I always took being a Dad seriously, but with the motorcycles as a catalyst we’ve also become close friends. I guess this should not be surprising, since we hear over and over again that folks who ride, meet strangers; and then a beer or two combined with a couple of days of riding along the same roads together help form lifelong friendships. When this intense moto-bonding occurs with your child and they, in turn, become friends with your friends, it gives you a special parental pride.

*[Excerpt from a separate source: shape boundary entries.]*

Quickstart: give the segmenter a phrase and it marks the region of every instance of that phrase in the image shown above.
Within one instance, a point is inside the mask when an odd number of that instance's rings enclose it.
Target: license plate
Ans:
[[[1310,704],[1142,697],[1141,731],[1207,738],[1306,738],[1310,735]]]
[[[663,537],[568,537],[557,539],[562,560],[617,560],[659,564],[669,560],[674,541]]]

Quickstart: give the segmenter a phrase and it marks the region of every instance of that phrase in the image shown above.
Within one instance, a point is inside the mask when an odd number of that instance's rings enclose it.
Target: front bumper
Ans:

I recently was at a rally where the new head guy at BMW Motorrad North America, Kris Odwarka, addressed the group. He threw out some staggering numbers that basically outlined that the number of motorcycles being sold now are a mere fraction of what was sold in the 1970s. He implored us make it our mission to teach young people about the joys of our sport. I had fumbled that play, but was now in recovery. I see the mutual joy that results in passing along our motorcycle passion from generation to generation.

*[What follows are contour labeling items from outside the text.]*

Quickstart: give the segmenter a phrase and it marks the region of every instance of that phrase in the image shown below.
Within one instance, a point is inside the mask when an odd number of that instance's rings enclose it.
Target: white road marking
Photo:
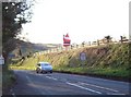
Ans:
[[[126,94],[114,94],[114,93],[107,93],[107,95],[126,95]]]
[[[98,85],[92,85],[92,84],[82,83],[82,82],[79,82],[79,83],[80,83],[80,84],[83,84],[83,85],[94,86],[94,87],[97,87],[97,88],[103,88],[103,89],[107,89],[107,90],[111,90],[111,92],[118,93],[118,90],[112,89],[112,88],[102,87],[102,86],[98,86]]]
[[[46,76],[46,77],[51,78],[51,80],[55,80],[55,81],[58,81],[58,80],[57,80],[57,78],[55,78],[55,77],[50,77],[50,76]]]
[[[90,88],[86,88],[86,87],[83,87],[83,86],[80,86],[80,85],[76,85],[76,84],[73,84],[73,83],[67,82],[67,84],[72,85],[72,86],[76,86],[76,87],[80,87],[82,89],[86,89],[86,90],[90,90],[90,92],[93,92],[93,93],[96,93],[96,94],[102,94],[100,92],[93,90],[93,89],[90,89]]]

I also learned a lesson along the way. You can never force your kid to like what you like, but you certainly can introduce them to it. I mistakenly assumed that because Leah was so dedicated to horses, she would have no interest in motorcycles. I was wrong. In fact, Leah pretty much discovered her love for motorcycles without me and then turned the tables, getting me back into something I had quietly, but greatly missed. The result is priceless. I have many friends that talk about riding with their sons. I learned that daughters ride just as well.
For now, we’ll keep riding and enjoying our time together. Her future commitments will no doubt alter our time frames, but not the increasingly close bond. Now, when she describes a date to me, the profile includes a note about whether or not he is a rider. A prospect gets extra points if he rides or wants to learn. He will still have to pass my acid tests—I’m still the Dad.
As for my older daughter, I did belatedly teach her to ride, but she and her hubby were starting a family with the familiar “no motorcycles for now” refrain. I now have a 14-month-old grandson and just bought him a three-wheeled, battery powered, toddler friendly, first motorcycle. I learned my lesson. I’m not going to let years of motorcycle-rich memories slip away with this little guy. And I’m really looking forward to the first three-generation ride.